3.3 Beneficial effects of amylin in AD
Based on the data discussed thus far, it would appear that amylin is strictly harmful or detrimental in AD. However, newer evidence suggests that the role of amylin in AD is not as straightforward as it may seem. Amylin or amylin-based pharmacotherapies have recently been shown to decrease levels of CNS amyloid in rodent models of AD. Indeed, systemic administration of amylin or the amylin analog pramlintide reduces the Aβ burden in areas of the brain that are heavily impacted by AD, such as the hippocampus and cortex, in the 5XFAD mouse model of AD (Wang et al., 2017; Zhu et al., 2015; Zhu et al., 2017b). Intriguingly, these reductions in central Aβ are thought to be driven by an efflux of Aβ from the brain to the blood. Intraperitoneal injection of amylin increased circulating levels of Aβ in the Tg2576 mouse (increases in both Aβ1–40 and Aβ1–42 in serum), the 5XFAD mouse (increased serum Aβ1–42), and the Dutch APP mouse (increased serum Aβ1–40) (Mohamed et al., 2017; Zhu et al., 2015).
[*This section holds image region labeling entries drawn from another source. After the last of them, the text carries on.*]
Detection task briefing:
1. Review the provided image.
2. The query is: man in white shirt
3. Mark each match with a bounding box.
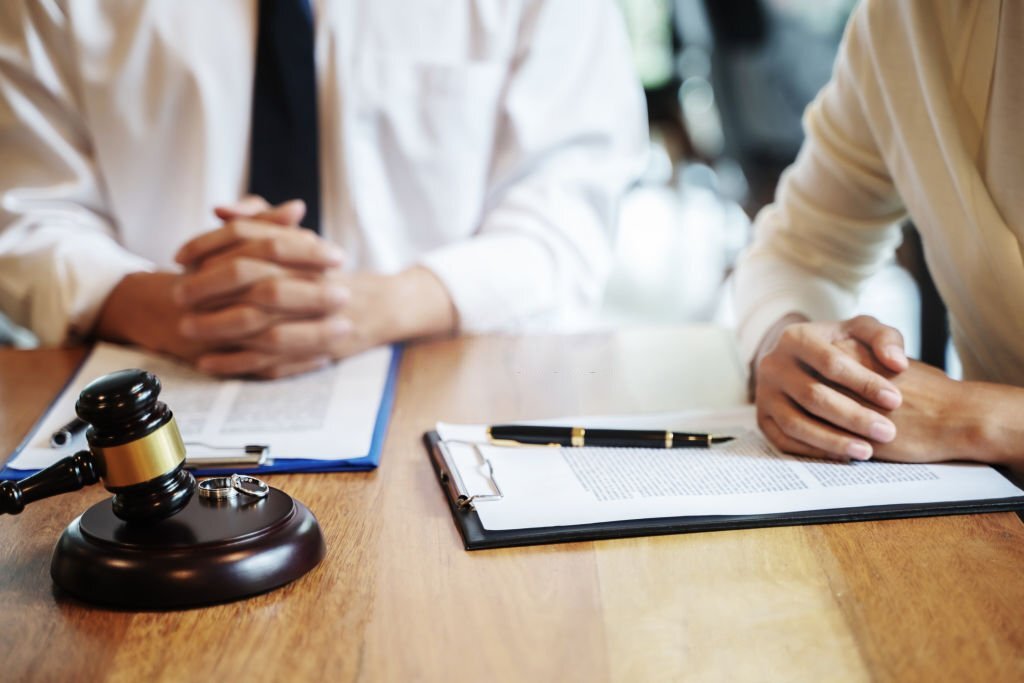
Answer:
[736,0,1024,465]
[0,0,646,376]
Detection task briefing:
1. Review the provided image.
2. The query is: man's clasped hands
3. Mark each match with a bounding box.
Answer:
[97,197,456,378]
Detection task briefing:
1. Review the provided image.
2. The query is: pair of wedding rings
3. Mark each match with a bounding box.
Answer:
[199,474,270,502]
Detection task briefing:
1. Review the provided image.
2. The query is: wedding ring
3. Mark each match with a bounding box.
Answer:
[199,477,239,501]
[229,474,270,498]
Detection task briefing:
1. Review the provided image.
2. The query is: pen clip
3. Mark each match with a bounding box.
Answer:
[437,439,505,510]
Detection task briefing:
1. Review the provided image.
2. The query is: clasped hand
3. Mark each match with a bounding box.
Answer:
[755,316,970,462]
[173,198,393,378]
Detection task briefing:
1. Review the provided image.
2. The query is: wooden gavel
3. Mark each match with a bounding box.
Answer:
[0,370,196,522]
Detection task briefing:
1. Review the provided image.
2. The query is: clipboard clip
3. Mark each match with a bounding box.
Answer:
[437,439,505,510]
[185,441,273,469]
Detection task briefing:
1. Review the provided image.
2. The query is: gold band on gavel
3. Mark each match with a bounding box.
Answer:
[92,418,185,487]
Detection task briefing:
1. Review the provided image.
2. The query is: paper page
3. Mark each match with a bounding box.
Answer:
[437,408,1024,530]
[8,343,391,469]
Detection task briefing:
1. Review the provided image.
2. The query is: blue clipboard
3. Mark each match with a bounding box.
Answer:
[0,344,402,480]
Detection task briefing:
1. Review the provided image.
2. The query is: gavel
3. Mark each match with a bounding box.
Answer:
[0,370,196,523]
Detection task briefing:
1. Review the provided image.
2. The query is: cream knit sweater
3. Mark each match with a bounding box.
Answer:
[735,0,1024,385]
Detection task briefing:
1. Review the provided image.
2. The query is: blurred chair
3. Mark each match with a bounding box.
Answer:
[674,0,948,368]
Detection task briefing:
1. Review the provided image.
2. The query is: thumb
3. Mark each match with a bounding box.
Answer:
[846,315,910,373]
[213,195,271,220]
[252,200,306,225]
Of potential clinical relevance, similar effects were observed after subcutaneous pramlintide administration in human patients with AD, who displayed increased plasma Aβ1–40 after acute pramlintide treatment (Zhu et al., 2017a). The mechanisms by which amylin-induced efflux of Aβ occurs are not completely understood, but may involve LRP1, a protein involved in Aβ transport. In vitro studies in mouse brain endothelial cells, used as a model of the blood-brain barrier, show that amylin upregulates trafficking of LRP1 to the cell membrane (Mohamed et al., 2017) suggesting a potential mechanism by which amylin increases transport of Aβ from the CNS into the blood. In addition, although much of the research on amylin’s effects in AD has focused on reductions in CNS amyloid burden, there are a number of other neuropathological changes that occur in the brain in AD. Interestingly, amylin and amylin receptor agonists also appear to attenuate some of these other AD-related pathophysiologies, such as tauopathy and neuroinflammation, in various mouse models of AD including SAMP8 (Adler et al., 2014), 5XFAD (Wang et al., 2017; Zhu et al., 2017b), and 3xTgAD (Zhu et al., 2017b) mice.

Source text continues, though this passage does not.